When things happen to you, oftentimes, they are not controllable. We live in a flawed world. Bad things are going to happen to you, whether you’re a good or a bad person, Christian or not, it’s how the world is, but we do have power over how we react to those things. My mom was the one who taught me that. When I thought about it, I realized that I only thought about my future. I thought about 10, 20, 30 years from that moment, “How would I allow what had happened to me to influence 30 or 40-year-old Kechi?”
I felt like I had to make certain decisions at that moment that would have a ripple effect on the rest of my life and how I approach life, “Did I want to be a victim all my life essentially? Did I want what happens to influence me in such a way that it’s all I’m at or about and the only thing that people know, see or understand when they see me and encounter me? What life did I want to leave live after this traumatic situation? I’m not going to be in the hospital forever. When I get back out there into the world, how do I want it to be?”
I thought about that and all the people who passed away. I thought about my friends, their parents, and loved ones who were praying for me, constantly calling and interceding for me, who saw my life as one good thing that came out of this.
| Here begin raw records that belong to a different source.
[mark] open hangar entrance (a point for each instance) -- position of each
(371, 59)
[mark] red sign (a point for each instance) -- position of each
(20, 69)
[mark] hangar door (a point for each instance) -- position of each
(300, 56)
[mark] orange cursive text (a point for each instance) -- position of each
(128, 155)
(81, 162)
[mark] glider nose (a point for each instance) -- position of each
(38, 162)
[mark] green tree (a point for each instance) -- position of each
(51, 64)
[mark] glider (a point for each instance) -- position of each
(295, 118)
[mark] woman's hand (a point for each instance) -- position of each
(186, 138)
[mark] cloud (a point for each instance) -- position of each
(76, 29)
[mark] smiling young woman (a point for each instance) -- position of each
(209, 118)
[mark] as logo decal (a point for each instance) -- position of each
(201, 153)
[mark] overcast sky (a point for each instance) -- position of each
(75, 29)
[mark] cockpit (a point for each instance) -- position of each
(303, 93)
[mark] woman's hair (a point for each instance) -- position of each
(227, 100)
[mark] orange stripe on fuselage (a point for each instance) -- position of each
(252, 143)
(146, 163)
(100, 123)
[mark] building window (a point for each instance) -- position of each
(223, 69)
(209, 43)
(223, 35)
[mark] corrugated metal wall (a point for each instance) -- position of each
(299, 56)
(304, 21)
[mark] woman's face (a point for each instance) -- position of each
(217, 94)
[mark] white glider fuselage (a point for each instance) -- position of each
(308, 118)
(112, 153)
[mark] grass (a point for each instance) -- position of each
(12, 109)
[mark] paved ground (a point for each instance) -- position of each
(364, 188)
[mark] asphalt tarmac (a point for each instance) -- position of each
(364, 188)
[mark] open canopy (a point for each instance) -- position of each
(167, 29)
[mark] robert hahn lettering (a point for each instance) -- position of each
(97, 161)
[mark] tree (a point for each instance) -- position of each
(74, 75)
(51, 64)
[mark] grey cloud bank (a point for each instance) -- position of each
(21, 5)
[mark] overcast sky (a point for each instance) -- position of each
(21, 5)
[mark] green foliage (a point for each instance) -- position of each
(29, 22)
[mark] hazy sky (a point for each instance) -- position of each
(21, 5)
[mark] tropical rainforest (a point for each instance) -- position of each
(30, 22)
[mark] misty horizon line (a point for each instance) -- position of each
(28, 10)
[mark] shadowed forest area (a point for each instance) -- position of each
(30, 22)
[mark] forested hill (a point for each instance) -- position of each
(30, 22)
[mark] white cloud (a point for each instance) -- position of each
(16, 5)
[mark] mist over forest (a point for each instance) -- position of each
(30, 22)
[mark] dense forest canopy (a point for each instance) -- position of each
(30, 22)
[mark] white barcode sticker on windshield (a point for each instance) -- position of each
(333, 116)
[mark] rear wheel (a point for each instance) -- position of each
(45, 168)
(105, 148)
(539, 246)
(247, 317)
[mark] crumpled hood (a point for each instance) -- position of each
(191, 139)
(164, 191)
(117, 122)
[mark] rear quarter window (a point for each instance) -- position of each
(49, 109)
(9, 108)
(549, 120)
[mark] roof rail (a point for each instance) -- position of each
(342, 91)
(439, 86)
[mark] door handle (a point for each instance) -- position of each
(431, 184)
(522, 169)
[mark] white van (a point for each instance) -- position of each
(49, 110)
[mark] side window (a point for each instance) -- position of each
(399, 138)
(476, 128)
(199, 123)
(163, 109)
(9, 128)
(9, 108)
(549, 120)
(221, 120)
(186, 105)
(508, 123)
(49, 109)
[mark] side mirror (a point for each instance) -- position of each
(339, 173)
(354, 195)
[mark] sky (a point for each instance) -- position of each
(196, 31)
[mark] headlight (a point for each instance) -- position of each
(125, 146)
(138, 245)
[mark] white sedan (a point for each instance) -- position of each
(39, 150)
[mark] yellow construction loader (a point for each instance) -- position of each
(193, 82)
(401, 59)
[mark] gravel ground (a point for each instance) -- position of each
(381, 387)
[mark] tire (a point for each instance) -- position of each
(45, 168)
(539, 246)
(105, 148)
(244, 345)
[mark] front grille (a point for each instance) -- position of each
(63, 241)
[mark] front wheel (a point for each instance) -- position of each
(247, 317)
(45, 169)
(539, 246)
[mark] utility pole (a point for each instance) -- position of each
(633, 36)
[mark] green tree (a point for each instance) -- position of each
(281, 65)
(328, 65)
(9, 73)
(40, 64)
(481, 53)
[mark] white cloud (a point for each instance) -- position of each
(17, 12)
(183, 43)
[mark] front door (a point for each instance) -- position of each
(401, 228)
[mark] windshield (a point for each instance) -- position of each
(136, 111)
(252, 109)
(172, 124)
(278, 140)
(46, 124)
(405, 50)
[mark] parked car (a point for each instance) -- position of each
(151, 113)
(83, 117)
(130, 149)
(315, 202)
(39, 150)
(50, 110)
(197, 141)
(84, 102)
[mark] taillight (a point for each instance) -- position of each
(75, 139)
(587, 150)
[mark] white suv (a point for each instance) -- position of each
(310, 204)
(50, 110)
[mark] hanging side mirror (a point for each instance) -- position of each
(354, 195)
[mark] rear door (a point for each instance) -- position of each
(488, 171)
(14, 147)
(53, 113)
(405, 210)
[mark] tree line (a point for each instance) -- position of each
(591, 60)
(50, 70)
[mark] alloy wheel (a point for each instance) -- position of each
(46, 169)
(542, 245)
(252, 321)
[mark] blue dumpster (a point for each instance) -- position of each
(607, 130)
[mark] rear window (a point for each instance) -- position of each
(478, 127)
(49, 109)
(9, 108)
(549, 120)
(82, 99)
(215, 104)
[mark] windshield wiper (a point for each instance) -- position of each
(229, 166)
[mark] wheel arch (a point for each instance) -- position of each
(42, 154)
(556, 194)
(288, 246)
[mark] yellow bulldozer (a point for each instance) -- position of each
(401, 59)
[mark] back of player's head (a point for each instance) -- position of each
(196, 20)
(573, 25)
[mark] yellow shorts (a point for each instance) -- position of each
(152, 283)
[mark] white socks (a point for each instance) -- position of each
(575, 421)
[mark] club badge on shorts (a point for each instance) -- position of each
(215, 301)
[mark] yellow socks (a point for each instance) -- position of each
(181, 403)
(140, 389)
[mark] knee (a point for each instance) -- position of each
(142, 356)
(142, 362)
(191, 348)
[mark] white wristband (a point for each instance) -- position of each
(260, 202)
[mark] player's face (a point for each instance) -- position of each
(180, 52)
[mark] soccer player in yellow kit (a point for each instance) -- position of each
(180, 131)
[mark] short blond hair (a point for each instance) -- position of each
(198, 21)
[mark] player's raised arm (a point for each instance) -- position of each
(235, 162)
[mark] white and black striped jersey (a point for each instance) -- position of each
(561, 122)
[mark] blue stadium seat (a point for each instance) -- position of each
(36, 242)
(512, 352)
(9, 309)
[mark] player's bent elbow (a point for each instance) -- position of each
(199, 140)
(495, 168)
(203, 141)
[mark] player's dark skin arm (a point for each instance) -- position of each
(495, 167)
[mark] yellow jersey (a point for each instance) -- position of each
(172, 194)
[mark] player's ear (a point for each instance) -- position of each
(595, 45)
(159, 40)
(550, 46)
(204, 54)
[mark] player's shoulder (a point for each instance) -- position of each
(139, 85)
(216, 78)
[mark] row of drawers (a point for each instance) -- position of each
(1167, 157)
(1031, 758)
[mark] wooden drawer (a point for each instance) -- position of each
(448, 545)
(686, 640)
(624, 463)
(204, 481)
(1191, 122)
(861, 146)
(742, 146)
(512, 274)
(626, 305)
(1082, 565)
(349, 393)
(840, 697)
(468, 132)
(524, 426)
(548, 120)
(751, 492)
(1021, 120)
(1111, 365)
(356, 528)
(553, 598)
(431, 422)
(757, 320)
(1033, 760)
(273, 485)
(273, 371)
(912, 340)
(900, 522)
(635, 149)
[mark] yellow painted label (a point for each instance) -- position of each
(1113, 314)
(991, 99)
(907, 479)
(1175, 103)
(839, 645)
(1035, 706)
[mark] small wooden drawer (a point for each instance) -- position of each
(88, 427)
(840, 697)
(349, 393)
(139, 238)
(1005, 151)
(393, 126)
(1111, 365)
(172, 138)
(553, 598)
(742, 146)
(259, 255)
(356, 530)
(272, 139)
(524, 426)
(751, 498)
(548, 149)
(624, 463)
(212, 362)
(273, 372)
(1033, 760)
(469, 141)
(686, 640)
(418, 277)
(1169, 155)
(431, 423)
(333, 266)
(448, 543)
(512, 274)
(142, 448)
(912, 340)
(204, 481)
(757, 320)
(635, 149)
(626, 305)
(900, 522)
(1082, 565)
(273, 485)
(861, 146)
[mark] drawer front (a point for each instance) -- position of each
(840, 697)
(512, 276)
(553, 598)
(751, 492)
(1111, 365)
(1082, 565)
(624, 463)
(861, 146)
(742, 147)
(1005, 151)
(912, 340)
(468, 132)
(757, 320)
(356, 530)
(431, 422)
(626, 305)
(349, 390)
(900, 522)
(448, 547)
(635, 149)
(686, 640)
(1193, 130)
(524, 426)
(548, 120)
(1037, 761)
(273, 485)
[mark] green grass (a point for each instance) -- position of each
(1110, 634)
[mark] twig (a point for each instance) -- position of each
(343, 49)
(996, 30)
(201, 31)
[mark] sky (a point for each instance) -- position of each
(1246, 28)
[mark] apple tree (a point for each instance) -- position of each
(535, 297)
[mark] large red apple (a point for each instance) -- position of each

The feeling was, “At least one person out of all those kids survived this.” We’re so happy one person survived this. I felt like, “This life can’t be lived in this feeling of being a victim. I can’t live this life that has been saved against so many odds in such a lackluster way.”
I felt like it would be so insulting to everything that had happened and all the people who passed away. I wanted my life to represent something good for them. For no one else, for those kids, my friends, and then for their parents who were so hopeful for my life, I wanted my life to mean something for them as well.
It was a choice. Instead of allowing the situation to stunt my growth, to keep me crippled in this depression and darkness, I want it to make me stronger. I want it to be my reason for continuing, staying resilient, and pressing on because I made it through something that many were not fortunate to make out of. Therefore, that has to count for something.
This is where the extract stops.